И для меня так лучше. Мучилась бы я сейчас, продолжая воображать себе бог весть что по поводу своего несуществующего таланта. Писать должны талантливые люди, я так считаю. Если нет таланта, то и кисти в руки брать нечего. Хотя я иногда очень скучаю, просто во сне снится, что я пишу.
Как там сейчас Поль? Наверное, стал известным художником. Женился на красивой девушке… Ну хватит, хватит. Слишком я себя иногда жалею.
Вы неверно заметили, что я виню себя в смерти брата. Я не виню, я точно знаю, что убила его, а это куда страшнее, чем просто обвинять.
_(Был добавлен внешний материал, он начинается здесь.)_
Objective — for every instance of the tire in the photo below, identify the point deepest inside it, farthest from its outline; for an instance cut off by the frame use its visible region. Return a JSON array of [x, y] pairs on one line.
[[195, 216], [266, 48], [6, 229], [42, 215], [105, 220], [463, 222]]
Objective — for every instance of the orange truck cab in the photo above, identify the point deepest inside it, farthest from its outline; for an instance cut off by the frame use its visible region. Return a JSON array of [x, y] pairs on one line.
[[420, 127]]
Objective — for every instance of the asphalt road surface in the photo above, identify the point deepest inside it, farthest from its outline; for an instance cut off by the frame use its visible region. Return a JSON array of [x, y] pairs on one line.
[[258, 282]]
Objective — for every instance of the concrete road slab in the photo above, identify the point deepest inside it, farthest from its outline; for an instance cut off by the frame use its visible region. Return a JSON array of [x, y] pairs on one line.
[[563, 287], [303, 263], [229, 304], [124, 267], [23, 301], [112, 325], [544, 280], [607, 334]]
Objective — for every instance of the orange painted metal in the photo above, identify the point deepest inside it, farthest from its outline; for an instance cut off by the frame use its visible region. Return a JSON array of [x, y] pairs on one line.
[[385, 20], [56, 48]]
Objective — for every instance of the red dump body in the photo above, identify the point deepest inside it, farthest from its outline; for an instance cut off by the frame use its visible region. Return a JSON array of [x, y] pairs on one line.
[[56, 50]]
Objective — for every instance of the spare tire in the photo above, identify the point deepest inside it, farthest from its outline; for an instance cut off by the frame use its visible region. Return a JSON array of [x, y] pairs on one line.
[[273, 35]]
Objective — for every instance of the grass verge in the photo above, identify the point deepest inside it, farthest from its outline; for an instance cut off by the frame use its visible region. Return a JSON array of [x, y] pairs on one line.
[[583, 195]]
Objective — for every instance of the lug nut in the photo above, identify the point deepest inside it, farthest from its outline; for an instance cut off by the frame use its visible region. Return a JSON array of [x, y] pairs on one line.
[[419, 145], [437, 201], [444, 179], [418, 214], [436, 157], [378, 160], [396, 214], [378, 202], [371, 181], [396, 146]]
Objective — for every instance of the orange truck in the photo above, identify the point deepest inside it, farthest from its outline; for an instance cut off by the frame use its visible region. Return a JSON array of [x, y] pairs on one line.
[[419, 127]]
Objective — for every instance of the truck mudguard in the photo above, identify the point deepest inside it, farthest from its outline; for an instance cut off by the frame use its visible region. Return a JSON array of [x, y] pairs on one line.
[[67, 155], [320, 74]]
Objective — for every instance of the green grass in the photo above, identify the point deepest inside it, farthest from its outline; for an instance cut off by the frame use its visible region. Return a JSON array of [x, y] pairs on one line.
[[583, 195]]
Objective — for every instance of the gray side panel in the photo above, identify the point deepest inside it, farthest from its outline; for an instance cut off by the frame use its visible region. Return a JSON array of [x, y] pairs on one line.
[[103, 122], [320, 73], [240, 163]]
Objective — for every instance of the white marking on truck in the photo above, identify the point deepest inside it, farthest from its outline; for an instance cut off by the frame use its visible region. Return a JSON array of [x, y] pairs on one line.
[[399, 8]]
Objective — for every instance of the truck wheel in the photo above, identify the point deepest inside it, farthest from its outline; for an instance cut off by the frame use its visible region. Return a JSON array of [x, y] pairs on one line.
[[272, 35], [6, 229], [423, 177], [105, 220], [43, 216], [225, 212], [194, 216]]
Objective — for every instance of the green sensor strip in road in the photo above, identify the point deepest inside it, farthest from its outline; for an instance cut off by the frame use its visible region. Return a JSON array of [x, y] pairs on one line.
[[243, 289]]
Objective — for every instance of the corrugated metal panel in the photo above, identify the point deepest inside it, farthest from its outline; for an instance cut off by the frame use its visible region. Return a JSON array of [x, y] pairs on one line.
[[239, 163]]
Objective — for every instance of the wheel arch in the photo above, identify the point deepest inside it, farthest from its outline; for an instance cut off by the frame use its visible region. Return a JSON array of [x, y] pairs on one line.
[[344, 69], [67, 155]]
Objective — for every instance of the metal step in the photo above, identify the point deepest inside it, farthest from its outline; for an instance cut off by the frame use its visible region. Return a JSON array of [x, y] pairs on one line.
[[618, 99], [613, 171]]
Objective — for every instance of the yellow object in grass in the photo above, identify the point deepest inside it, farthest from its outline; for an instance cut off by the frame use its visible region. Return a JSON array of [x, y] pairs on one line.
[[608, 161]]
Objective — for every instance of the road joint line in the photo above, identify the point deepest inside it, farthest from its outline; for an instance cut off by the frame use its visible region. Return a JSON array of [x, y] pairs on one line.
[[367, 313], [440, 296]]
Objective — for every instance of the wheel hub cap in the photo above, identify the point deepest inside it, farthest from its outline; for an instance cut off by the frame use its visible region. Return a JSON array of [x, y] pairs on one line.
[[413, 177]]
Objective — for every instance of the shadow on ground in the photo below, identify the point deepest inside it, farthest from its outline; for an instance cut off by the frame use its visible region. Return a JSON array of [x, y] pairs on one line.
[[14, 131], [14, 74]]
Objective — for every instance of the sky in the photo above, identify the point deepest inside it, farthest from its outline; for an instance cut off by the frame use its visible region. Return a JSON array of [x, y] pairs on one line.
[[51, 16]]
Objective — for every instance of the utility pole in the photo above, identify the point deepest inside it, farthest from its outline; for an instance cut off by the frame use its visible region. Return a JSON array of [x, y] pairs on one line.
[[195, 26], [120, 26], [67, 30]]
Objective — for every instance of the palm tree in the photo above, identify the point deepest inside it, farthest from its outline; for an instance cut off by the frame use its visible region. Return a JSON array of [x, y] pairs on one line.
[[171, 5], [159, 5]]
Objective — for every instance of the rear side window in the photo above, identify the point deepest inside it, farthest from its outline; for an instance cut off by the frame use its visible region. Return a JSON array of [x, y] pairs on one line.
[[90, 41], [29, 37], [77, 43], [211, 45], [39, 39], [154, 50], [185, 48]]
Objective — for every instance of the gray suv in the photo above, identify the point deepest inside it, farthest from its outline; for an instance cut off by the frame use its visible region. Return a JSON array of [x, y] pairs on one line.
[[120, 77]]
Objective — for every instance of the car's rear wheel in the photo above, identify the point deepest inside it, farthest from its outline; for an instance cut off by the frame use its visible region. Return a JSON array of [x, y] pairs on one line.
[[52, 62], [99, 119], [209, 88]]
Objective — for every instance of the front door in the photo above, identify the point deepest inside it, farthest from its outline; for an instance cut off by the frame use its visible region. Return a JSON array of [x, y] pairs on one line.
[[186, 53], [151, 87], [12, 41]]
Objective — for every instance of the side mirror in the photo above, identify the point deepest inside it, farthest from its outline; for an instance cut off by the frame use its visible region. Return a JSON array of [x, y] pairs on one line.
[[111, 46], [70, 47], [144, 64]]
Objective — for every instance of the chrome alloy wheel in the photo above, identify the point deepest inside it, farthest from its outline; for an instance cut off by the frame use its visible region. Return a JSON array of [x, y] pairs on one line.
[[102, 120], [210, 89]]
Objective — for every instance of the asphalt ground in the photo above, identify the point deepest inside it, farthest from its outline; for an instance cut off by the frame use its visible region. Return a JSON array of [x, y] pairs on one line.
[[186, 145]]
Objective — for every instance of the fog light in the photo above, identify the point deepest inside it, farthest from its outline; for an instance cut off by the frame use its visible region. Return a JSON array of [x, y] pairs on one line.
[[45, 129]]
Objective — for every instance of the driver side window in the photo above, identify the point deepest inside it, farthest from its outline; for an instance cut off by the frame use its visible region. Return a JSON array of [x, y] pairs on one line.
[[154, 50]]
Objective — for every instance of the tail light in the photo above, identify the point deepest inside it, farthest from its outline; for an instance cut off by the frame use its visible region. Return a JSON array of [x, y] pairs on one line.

Я точно знаю также и то, что не заслуживаю прощения. Это я должна была умереть, а не он.
Бедная мама, я понимаю ее. Конечно, тяжело было бы видеть изо дня в день того, кто убил твоего сына. Вполне простительно, что она больше не вернулась.
Только папу жаль, мне кажется, что он пострадал ни за что. Он ведь ни при чем, его тогда даже дома-то не было. А без мамы он скучал, пытался возместить ее отсутствие друзьями, пабами, своим клубом.
Хорошо, что он такой общительный, что у него так много друзей. Его есть за что любить и уважать. Он добрый, веселый, справедливый. Хотя немного слабохарактерный. Не тряпка, как мама его считала, но не такой жесткий и строгий, как она.